Una volta in Valle c'era una casa dove nessuno voleva abitare, perché tutte le notti, a mezzanotte, si sentiva giù per il camino uno scuotimento di catene. Sapevano che era un Fantasma, ma nessuno aveva il coraggio di scongiuarlo, perché è pericoloso.

Il padrone di casa, per liberare questa casa dal Fantasma, ha detto che sarebbe stata di colui che avesse ayuto il coraggio di rimanervi dentro tutta la notte. Si fa avanti un calzolaio e dice: «Vado io». Prende con sè polenta, salame e vino e si mette in cucina pacifico ad aspettare.
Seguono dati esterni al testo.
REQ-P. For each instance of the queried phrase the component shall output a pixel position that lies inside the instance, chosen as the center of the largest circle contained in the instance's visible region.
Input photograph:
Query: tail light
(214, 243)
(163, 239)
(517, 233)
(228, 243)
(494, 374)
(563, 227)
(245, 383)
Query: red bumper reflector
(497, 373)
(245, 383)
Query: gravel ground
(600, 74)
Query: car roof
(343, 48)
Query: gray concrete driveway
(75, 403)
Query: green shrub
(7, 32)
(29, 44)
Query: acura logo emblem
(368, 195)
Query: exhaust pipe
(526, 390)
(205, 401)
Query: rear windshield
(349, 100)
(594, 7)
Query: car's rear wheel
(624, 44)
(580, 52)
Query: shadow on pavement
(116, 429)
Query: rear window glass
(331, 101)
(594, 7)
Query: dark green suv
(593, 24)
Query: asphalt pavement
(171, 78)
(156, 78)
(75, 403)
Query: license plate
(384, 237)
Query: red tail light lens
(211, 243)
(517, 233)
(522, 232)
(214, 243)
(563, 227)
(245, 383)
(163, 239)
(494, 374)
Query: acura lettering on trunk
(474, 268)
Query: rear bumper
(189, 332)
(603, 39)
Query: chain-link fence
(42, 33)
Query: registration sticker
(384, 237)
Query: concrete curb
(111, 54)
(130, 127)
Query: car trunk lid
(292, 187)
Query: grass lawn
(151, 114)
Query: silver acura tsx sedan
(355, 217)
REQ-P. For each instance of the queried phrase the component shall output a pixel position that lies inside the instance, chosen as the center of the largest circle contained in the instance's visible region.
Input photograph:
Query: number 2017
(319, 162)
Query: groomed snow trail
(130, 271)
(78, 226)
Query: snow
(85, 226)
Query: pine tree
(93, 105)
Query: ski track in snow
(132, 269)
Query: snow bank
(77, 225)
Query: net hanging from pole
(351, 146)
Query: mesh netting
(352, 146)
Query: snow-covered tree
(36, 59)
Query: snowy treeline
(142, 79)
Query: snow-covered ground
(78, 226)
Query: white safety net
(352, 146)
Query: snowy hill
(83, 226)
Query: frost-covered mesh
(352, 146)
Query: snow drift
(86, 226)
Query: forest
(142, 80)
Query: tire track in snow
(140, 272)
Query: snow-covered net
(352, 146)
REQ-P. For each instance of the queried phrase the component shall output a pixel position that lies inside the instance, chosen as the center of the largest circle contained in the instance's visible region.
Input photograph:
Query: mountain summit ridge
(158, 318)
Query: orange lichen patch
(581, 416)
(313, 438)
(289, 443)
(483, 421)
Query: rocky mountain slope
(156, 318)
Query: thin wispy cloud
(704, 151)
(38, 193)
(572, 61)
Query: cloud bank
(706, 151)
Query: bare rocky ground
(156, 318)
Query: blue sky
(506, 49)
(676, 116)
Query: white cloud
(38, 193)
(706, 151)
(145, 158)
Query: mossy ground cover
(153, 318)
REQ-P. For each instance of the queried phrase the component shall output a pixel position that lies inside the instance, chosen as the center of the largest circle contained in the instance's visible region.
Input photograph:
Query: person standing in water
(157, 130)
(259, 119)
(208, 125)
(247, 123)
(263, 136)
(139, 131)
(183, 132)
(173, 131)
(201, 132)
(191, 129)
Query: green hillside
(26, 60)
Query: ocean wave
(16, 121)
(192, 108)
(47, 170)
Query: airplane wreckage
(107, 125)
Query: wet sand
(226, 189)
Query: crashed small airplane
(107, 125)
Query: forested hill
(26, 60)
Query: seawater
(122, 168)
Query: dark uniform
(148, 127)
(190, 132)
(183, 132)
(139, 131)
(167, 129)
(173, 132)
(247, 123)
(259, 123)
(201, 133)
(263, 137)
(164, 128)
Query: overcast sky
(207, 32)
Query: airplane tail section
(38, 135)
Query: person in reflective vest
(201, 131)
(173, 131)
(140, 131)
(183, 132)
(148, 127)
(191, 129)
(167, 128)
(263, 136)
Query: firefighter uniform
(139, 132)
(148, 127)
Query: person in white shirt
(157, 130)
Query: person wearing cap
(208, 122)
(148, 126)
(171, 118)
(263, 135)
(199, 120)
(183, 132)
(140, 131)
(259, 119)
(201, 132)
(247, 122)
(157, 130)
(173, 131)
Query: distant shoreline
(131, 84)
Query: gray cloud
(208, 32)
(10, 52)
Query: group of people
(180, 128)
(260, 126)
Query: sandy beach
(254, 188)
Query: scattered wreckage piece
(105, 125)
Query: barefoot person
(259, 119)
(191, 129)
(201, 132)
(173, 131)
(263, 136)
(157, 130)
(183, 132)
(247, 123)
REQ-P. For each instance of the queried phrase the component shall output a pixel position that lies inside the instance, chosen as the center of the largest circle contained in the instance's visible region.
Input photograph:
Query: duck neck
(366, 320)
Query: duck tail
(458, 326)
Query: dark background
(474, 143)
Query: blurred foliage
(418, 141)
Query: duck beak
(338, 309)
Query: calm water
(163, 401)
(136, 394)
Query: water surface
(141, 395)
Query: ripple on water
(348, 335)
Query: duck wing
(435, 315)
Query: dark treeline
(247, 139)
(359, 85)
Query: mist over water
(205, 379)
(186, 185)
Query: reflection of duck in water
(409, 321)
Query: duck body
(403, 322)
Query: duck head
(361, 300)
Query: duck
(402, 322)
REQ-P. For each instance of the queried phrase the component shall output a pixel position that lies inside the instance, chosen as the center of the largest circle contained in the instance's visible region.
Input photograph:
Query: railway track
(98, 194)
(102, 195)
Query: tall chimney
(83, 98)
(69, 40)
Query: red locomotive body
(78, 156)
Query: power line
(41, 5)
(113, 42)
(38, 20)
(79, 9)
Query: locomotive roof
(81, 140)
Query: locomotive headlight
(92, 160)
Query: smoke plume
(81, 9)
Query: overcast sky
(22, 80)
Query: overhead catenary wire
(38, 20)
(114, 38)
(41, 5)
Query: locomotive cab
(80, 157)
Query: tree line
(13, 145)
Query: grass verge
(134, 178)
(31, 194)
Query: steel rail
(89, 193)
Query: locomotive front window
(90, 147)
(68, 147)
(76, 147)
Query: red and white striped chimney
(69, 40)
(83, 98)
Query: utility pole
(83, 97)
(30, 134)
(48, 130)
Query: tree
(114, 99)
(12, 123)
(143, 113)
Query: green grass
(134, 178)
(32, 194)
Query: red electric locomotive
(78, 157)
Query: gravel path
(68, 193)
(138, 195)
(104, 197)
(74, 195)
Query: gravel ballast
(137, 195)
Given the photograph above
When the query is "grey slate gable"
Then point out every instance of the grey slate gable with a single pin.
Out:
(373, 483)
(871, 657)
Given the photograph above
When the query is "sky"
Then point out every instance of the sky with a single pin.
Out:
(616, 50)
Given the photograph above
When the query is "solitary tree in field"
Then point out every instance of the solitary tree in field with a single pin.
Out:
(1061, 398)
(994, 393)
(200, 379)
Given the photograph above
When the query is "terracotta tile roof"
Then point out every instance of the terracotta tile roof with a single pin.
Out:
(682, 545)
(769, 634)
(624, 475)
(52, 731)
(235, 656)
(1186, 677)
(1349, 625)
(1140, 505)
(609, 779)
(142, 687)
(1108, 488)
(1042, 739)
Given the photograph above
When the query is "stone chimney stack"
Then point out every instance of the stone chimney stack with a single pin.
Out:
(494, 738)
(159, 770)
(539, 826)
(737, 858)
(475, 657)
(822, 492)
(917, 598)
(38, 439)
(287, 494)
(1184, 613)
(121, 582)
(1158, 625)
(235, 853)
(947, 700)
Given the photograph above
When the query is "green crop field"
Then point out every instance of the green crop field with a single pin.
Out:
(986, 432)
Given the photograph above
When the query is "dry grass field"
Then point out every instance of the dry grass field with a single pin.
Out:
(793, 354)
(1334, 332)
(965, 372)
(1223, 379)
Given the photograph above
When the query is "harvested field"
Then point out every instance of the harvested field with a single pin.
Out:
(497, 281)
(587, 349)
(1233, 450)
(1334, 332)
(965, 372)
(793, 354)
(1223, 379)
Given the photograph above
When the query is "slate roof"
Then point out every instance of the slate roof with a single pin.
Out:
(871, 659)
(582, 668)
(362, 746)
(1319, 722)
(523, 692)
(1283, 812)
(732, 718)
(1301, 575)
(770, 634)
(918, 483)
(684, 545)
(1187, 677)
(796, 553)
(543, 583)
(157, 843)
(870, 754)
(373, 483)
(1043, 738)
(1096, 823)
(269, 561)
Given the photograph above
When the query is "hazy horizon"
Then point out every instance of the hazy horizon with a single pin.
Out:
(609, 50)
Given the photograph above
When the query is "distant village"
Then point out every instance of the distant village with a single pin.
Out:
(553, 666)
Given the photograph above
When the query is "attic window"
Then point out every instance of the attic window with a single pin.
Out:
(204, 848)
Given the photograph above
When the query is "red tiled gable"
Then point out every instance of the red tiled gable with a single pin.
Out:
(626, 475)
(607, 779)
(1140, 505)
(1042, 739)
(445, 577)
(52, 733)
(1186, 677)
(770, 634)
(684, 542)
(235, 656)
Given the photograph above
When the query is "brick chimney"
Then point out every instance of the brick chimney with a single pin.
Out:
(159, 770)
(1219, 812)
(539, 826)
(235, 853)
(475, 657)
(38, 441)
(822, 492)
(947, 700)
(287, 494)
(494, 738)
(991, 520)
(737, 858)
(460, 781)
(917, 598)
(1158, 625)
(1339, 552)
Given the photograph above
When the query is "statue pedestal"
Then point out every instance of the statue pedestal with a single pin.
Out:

Suona mezzanotte e sente muovere le catene del focolare. «Venite avanti, venite avanti - dice lui - che qui ce n'è per tutti». Allora si fa avanti un Fantasma e lui, senza paura, recita lo scongiuro «Anima terrena» senza sbagliare niente, e questi gli fa segno di seguirlo. Arrivano in cantina e là gli indica di scavare in un punto.

Lui scava e ti trova una pentola piena di monete d'oro. Se la prende su, e il Fantasma sparisce giù per il buco che aveva scavato. La gente intanto era fuori ad aspettare di vederlo scappare come tutti gli altri; non vedendolo arrivare, credono che sia morto dallo spavento. Ma il mattino seguente lui va dal padrone e gli dice: «La vostra casa è libera; tenetevela, perché a me basta quello che vi ho trovato». E così ha raccontato il fatto.

Certo che più di uno si è pentito di non avere scongiurato il Fantasma. Lui c’era riuscito.